The strategy of keeping key elements out of the frame — most of Yu’s body during the opening shot, Kei’s face in the cafe — is tied to these characters’ psychological concealments and repressions, a strategy that only underscores how conventional filmmaking cheats on the truth in the interests of legibility and more satisfying symmetries and closures. Keeping certain elements beyond our grasp can increase the intensity and creativity of our involvement –characters in this film often come across as startlingly lifelike precisely because they’re composed of shifting kaleidoscopic balances between mystery and clarity, evasion and confrontation, communication and withdrawal. In one scene Kei, who depends on Yu for financial support, proposes that he do all the housework while she goes off to her job, then goes into a raging tantrum, throwing objects and emptying food packets on the floor. Later, a lunch prepared by Yu for a few of her friends quickly turns into an ugly and embarrassing scene, and the friends are asked to leave.

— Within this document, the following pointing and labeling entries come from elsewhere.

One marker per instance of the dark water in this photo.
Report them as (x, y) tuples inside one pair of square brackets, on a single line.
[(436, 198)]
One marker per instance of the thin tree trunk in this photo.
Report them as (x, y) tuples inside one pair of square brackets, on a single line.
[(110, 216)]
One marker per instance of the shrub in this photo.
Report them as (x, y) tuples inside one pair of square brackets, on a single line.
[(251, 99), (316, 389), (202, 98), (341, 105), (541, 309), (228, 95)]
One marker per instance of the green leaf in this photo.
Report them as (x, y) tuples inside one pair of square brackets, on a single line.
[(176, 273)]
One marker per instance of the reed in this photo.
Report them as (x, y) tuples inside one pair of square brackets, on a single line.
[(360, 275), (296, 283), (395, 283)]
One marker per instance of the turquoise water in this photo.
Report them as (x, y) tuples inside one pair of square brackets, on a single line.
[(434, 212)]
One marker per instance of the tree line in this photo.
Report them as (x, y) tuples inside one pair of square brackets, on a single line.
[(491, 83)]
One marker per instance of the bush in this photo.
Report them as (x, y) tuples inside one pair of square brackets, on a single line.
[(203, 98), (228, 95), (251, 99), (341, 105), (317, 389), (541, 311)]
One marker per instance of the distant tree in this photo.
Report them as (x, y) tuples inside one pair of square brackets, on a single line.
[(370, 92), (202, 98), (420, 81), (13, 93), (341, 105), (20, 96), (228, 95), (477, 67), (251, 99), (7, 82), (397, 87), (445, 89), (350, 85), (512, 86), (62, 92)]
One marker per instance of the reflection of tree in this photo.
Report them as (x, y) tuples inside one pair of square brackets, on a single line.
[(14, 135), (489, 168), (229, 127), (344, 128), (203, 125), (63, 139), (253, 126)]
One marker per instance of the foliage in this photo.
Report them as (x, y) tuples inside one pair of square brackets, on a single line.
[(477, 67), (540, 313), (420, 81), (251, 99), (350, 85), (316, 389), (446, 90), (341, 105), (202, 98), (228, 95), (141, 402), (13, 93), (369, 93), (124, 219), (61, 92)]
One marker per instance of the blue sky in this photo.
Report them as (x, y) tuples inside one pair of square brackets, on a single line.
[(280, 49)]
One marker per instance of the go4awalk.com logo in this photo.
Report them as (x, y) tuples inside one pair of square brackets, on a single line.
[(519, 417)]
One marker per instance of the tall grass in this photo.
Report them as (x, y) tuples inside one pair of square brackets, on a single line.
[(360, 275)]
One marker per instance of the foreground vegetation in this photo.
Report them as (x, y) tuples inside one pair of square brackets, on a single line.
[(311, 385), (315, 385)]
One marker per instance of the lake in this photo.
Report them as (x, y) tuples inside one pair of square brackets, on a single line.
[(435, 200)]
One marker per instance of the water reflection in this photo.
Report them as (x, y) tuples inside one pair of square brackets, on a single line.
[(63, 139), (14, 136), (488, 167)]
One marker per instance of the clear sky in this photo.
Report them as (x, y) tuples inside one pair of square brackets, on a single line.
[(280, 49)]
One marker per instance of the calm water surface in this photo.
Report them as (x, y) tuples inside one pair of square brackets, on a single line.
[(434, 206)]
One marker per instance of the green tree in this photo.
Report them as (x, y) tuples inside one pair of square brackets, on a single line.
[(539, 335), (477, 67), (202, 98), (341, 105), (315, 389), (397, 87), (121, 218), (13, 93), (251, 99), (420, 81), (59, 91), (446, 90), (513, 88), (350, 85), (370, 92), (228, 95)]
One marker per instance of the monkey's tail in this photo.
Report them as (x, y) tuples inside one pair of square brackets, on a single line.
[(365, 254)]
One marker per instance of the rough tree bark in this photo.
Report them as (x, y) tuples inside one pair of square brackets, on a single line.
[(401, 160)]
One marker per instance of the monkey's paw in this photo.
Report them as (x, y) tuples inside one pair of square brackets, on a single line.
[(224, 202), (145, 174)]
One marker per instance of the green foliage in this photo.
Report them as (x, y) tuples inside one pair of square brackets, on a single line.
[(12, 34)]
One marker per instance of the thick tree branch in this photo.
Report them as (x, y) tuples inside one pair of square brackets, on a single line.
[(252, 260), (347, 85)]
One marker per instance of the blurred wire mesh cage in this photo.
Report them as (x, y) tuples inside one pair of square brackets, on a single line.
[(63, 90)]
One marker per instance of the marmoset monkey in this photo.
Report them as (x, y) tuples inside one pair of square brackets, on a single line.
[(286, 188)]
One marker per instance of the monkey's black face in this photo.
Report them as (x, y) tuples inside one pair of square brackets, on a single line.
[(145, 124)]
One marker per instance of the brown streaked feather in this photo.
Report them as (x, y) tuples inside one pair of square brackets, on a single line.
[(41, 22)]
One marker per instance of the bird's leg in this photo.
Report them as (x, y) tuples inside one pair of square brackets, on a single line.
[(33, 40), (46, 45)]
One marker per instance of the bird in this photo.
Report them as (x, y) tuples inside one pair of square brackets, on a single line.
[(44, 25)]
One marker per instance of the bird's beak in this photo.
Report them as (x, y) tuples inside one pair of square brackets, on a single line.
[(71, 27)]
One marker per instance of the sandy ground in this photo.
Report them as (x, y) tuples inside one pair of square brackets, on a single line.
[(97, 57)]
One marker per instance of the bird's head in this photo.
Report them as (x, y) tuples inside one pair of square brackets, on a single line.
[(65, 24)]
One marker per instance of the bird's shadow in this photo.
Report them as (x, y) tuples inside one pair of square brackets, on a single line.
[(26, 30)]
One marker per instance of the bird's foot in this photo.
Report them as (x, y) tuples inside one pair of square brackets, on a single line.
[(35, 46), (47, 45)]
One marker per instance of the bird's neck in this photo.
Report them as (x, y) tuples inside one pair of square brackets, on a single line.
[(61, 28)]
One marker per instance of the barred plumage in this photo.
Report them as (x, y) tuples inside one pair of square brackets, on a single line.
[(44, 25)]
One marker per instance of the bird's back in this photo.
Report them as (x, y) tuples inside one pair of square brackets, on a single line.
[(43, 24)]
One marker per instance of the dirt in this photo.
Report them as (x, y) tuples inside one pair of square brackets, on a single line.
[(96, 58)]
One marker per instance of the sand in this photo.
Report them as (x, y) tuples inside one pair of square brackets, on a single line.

A genuine sense of existential danger and possibility courses through practically every scene in this film, with casual joking sliding into aggression or an argument quickly dissolving into affection. Tenderness and brutality become not so much two sides of the same coin as two extremes along a spectrum. Yu and Kei clearly love each other and just as clearly can’t bear to be together — a common enough conundrum, but one that’s rarely treated with this kind of passionate complexity and explosive energy. Suwa and Tamura have made it real and vital by fashioning along with the actors a style designed less as discovery than as pursuit — and thanks to their efforts, we become committed pursuers as well.